注 ローカルの PowerPivot ブックをデータ ソースとして使用することはできません。PowerPivot ブックは SharePoint サイトにパブリッシュされている必要があります。
必要に応じて [詳細設定] をクリックし、表示されるダイアログ ボックスでプロバイダーに固有のプロパティを構成します。 [OK] をクリックします。

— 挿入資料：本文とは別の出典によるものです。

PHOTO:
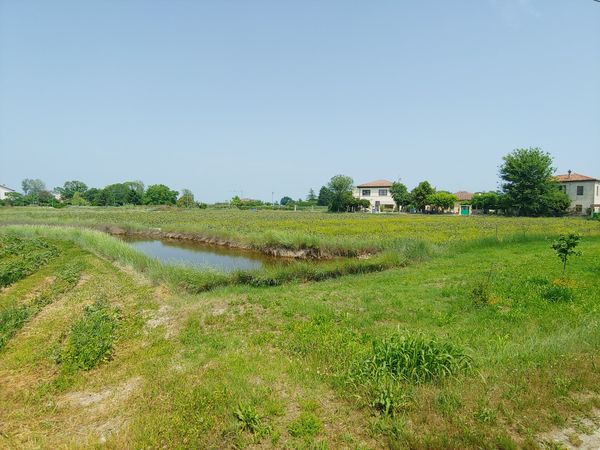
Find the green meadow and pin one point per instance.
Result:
(428, 332)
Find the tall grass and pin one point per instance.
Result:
(415, 358)
(195, 280)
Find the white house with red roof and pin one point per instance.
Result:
(5, 190)
(584, 192)
(378, 193)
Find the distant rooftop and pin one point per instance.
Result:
(464, 195)
(377, 183)
(573, 176)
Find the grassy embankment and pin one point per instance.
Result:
(314, 365)
(327, 234)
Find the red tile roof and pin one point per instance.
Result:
(377, 183)
(573, 177)
(463, 195)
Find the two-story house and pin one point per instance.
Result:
(583, 191)
(4, 190)
(378, 193)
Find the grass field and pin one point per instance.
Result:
(331, 234)
(476, 342)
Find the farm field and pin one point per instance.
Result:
(99, 345)
(330, 234)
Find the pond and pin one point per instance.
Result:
(196, 254)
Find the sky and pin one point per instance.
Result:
(263, 98)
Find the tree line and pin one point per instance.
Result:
(527, 188)
(77, 193)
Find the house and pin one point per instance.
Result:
(378, 193)
(583, 191)
(5, 190)
(462, 206)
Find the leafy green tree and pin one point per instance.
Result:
(324, 196)
(341, 192)
(400, 194)
(528, 184)
(78, 200)
(16, 199)
(565, 246)
(159, 194)
(90, 195)
(286, 201)
(486, 201)
(68, 190)
(420, 193)
(186, 200)
(441, 201)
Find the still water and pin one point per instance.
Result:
(191, 253)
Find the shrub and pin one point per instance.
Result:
(415, 358)
(91, 339)
(558, 294)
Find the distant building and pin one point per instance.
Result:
(463, 206)
(5, 190)
(378, 193)
(583, 191)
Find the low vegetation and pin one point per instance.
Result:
(472, 337)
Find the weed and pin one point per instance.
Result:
(558, 294)
(248, 418)
(91, 339)
(447, 403)
(307, 425)
(415, 358)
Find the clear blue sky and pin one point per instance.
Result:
(228, 95)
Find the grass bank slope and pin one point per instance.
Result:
(486, 348)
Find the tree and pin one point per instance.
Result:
(78, 200)
(186, 200)
(90, 194)
(441, 200)
(400, 195)
(324, 196)
(159, 194)
(486, 201)
(286, 201)
(565, 246)
(528, 184)
(31, 186)
(420, 193)
(341, 192)
(70, 188)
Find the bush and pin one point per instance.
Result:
(558, 294)
(91, 339)
(415, 358)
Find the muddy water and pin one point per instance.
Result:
(191, 253)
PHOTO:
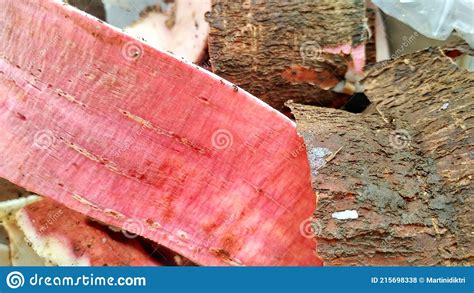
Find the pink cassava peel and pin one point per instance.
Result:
(66, 237)
(133, 137)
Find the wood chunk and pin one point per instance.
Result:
(281, 50)
(405, 168)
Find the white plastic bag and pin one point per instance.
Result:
(434, 18)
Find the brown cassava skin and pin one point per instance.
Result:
(252, 43)
(9, 190)
(414, 198)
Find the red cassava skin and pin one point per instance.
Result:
(81, 237)
(115, 129)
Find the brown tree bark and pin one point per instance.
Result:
(403, 170)
(277, 50)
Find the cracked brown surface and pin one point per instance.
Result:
(414, 196)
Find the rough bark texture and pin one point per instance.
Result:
(132, 136)
(279, 50)
(406, 167)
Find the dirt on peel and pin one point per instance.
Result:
(405, 167)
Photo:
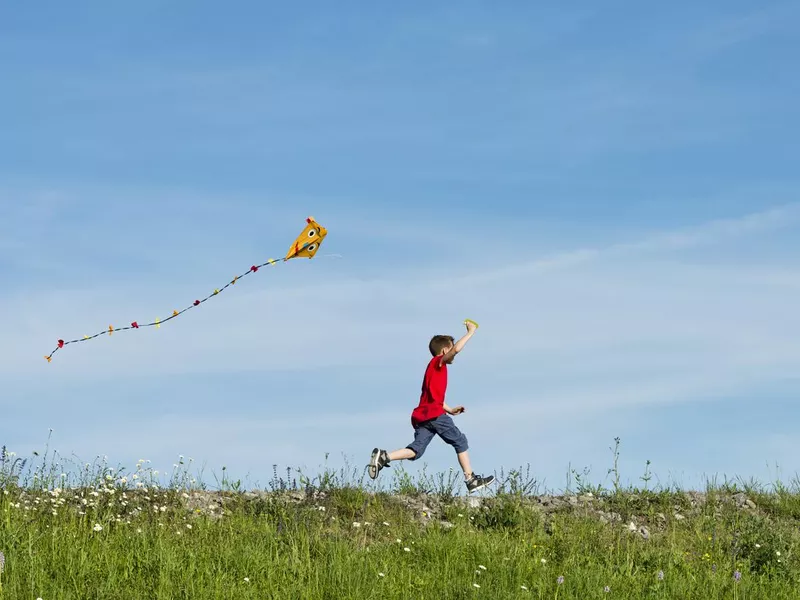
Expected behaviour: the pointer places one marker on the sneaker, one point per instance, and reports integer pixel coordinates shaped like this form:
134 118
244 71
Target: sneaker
476 482
379 459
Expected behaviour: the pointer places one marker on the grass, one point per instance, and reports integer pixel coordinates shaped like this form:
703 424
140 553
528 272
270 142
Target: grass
98 532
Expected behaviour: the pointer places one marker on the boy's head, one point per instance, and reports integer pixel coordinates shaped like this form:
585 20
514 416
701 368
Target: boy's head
441 344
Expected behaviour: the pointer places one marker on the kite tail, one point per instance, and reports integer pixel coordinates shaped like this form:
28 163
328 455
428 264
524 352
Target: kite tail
175 313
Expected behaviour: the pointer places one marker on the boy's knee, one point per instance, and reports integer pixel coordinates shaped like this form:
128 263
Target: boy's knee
461 444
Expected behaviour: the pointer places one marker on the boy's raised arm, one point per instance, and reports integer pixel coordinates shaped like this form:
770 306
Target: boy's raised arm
459 345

[接続テスト] をクリックして、PowerPivot ブックが使用可能であることを確認します。
[次へ] をクリックします。
[デザイン] をクリックします。
メジャー、ディメンション属性、階層のいずれかを大きなデザイン領域にドラッグして、クエリを構築します。 必要に応じて、右上隅にあるフィルター ペインを使用し、インポートするデータのサブセットを選択します。 クエリの構築例については、前のセクションの手順を参照してください。
[OK] をクリックします。
[検証] をクリックします。
[完了] をクリックします。
PowerPivot データはブックにコピーされ、元のブックとは別に圧縮形式で保存されます。 データがインポートされると、ブックへの接続は閉じられます。 元のデータを再度クエリするには、ブックを更新します。 詳細については、「PowerPivot でデータを更新する各種の方法」を参照してください。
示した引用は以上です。